6. On the other hand, there is solitary oral statement of defendant. The said statement is not sufficient to rebut the cogent evidence led by the

plaintiff to prove his case. It may be added that the impugned pronote-cum-receipt purports to bear note only the signatures of defendant but also

his thumb impressions. Science of comparison of thumb impressions is perfect science. However, in spite thereof, the defendant did not take the

trouble to get his alleged thumb impressions on impugned pronote-cum-receipt compared with his specimen thumb impressions to depict that he

had not executed the impugned pronote-cum-receipt. On the contrary, plaintiff has led cogent evidence by examining scribe as well as one attesting

witness of the pronote-cum-receipt besides himself stepping into witness box. Self serving bald and oral statement of the defendant is not sufficient

to discredit the plaintiff''s cogent and reliable evidence.

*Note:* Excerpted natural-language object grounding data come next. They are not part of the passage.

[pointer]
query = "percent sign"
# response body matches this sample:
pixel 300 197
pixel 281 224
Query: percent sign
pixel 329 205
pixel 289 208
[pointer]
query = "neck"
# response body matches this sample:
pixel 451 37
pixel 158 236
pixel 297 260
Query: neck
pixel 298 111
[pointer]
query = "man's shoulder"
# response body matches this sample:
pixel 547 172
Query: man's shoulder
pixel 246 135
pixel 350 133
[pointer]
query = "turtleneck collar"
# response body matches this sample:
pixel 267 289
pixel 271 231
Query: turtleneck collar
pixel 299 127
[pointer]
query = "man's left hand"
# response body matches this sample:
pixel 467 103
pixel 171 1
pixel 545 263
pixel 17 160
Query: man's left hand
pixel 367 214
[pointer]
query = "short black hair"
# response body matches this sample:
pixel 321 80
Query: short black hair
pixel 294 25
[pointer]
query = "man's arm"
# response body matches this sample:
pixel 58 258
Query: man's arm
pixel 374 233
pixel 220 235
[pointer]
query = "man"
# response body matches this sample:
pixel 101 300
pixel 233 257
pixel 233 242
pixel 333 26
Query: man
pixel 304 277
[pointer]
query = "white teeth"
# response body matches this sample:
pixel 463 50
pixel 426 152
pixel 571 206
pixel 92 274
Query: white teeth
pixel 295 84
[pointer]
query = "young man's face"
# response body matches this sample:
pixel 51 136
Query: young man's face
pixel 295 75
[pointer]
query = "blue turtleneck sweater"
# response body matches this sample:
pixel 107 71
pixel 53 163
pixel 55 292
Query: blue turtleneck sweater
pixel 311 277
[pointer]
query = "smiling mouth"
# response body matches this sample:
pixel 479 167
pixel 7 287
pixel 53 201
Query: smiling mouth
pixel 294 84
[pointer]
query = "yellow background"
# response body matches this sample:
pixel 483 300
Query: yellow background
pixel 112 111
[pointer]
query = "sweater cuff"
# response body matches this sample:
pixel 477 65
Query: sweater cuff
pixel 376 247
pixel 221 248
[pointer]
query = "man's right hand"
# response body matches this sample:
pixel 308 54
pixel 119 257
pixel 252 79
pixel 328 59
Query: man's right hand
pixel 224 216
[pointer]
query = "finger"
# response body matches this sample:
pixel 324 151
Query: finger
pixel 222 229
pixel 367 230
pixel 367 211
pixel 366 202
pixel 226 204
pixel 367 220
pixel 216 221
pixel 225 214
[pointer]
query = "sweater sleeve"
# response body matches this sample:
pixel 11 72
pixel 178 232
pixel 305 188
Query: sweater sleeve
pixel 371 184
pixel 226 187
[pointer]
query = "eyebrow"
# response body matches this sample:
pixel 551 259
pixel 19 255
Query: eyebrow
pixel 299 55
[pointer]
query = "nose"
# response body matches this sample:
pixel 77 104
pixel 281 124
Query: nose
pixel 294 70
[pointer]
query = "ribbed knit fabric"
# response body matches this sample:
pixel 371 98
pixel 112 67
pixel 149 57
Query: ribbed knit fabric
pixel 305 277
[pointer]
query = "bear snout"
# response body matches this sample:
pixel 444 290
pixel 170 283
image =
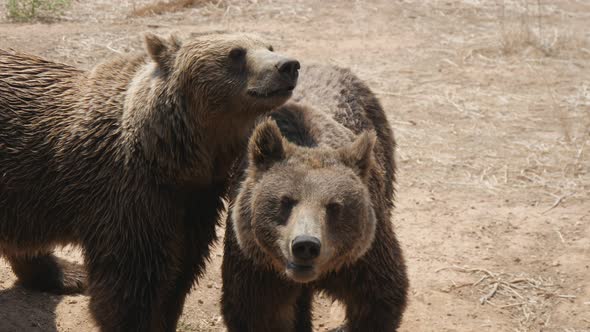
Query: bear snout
pixel 289 69
pixel 306 248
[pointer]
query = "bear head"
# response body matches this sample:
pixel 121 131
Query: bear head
pixel 305 211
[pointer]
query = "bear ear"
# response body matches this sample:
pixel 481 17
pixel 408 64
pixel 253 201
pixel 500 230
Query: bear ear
pixel 162 51
pixel 266 145
pixel 359 154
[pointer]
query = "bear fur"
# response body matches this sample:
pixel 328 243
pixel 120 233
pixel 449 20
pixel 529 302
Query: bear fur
pixel 130 161
pixel 321 166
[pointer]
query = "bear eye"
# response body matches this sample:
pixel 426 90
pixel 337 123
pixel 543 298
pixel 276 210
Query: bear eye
pixel 237 53
pixel 334 209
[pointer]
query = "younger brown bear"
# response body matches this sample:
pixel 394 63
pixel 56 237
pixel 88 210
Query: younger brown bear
pixel 312 213
pixel 130 161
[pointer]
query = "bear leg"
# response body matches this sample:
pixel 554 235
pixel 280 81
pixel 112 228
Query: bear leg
pixel 303 309
pixel 48 273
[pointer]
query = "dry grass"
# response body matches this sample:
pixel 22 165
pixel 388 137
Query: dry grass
pixel 529 298
pixel 529 32
pixel 170 6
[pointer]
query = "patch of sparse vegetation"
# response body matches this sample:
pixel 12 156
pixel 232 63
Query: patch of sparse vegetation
pixel 531 32
pixel 169 6
pixel 26 10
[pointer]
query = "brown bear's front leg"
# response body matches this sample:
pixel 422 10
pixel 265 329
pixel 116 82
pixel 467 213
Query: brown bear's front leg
pixel 131 280
pixel 374 290
pixel 48 273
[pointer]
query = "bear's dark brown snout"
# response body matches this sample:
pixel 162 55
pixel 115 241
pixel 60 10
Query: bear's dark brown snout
pixel 306 248
pixel 289 69
pixel 274 75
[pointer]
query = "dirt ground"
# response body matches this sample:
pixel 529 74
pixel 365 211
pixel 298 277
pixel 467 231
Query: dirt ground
pixel 490 104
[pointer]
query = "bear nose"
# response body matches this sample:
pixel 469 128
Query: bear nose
pixel 289 68
pixel 306 247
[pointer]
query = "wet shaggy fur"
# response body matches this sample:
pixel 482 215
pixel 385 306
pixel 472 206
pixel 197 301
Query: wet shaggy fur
pixel 333 109
pixel 130 161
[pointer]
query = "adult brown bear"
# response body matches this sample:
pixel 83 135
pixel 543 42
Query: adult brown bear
pixel 312 212
pixel 130 161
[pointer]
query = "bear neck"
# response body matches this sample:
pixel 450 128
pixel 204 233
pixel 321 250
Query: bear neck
pixel 178 138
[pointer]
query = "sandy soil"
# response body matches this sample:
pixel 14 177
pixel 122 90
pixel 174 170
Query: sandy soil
pixel 490 103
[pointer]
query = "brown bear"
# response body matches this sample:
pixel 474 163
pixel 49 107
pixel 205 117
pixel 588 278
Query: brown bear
pixel 311 212
pixel 130 161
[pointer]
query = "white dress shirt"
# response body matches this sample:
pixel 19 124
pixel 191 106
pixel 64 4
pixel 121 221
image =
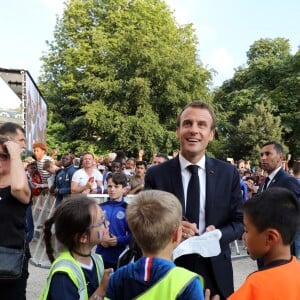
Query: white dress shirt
pixel 186 175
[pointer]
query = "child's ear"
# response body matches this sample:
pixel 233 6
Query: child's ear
pixel 177 236
pixel 273 236
pixel 84 238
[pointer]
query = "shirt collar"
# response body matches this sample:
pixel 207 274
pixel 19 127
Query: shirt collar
pixel 184 163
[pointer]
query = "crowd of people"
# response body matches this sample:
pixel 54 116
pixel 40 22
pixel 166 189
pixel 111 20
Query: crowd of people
pixel 177 198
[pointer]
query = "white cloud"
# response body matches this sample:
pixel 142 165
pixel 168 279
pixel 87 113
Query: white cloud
pixel 55 6
pixel 222 62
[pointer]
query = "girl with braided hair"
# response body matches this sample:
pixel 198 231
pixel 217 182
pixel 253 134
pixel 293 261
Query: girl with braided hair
pixel 77 273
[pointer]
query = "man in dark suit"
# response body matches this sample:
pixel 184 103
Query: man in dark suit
pixel 220 196
pixel 271 158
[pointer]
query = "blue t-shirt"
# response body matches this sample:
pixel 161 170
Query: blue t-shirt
pixel 133 279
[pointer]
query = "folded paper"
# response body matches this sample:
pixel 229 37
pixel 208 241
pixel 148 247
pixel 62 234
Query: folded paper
pixel 207 245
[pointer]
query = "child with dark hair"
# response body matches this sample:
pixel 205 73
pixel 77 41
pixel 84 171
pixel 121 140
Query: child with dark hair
pixel 77 273
pixel 271 220
pixel 113 245
pixel 154 218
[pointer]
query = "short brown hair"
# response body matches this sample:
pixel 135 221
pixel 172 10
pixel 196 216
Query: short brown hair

7. Counsel for the petitioner contended that name of the defendant - petitioner is Tarsem Chand and not Tarsem Singh in which name the

impugned pronote-cum-receipt was allegedly executed and the defendant has been sued. The contention cannot be accepted. Even in the instant

revision petition, defendant has mentioned himself as Tarsem Singh in some of the papers i.e. index, paper bearing court fee as well as in

miscellaneous application u/s 151 CPC. Thus, the defendant himself is confused about his real name being Tarsem Chand or Tarsem Singh and

therefore, the plaintiff could not know that defendant''s real name is Tarsem Chand and not Tarsem Singh. It may also be added that another civil

suit is pending against defendant as Tarsem Singh filed by one Om Parkash. It, thus, appears that the defendant mentioned himself as Tarsem Singh

also although his real name may also be Tarsem Chand. There is also no cogent material on record to depict that real name of defendant is Tarsem

Chand and not Tarsem Singh.

8. Both the courts below have recorded concurrent finding in favour of plaintiff and the said finding is supported by cogent reasons. The said

finding is not shown to be perverse or illegal or based on misreading or misappreciation of evidence not the said finding suffers from any

jurisdictional error. On the contrary, the said finding is the only reasonable finding that can be arrived at on the basis of evidence adduced by both

the parties. Consequently, the said finding does not warrant any interference.

9. It may be added that even in regular second appeal, scope for interference is limited to substantial question of law. In revisional jurisdiction

under Article 227 of the Constitution of India, scope of interference is further limited as compared to scope for interference in regular second

appeal. In the instant case, no interference would have been warranted even in exercise of second appellate jurisdiction because no question of

law, much less substantial question of law, arises for adjudication in this lis. Consequently, there is no scope for interference in exercise of revisional

jurisdiction. The revision petition is, thus, found to be meritless and is therefore, dismissed in limine.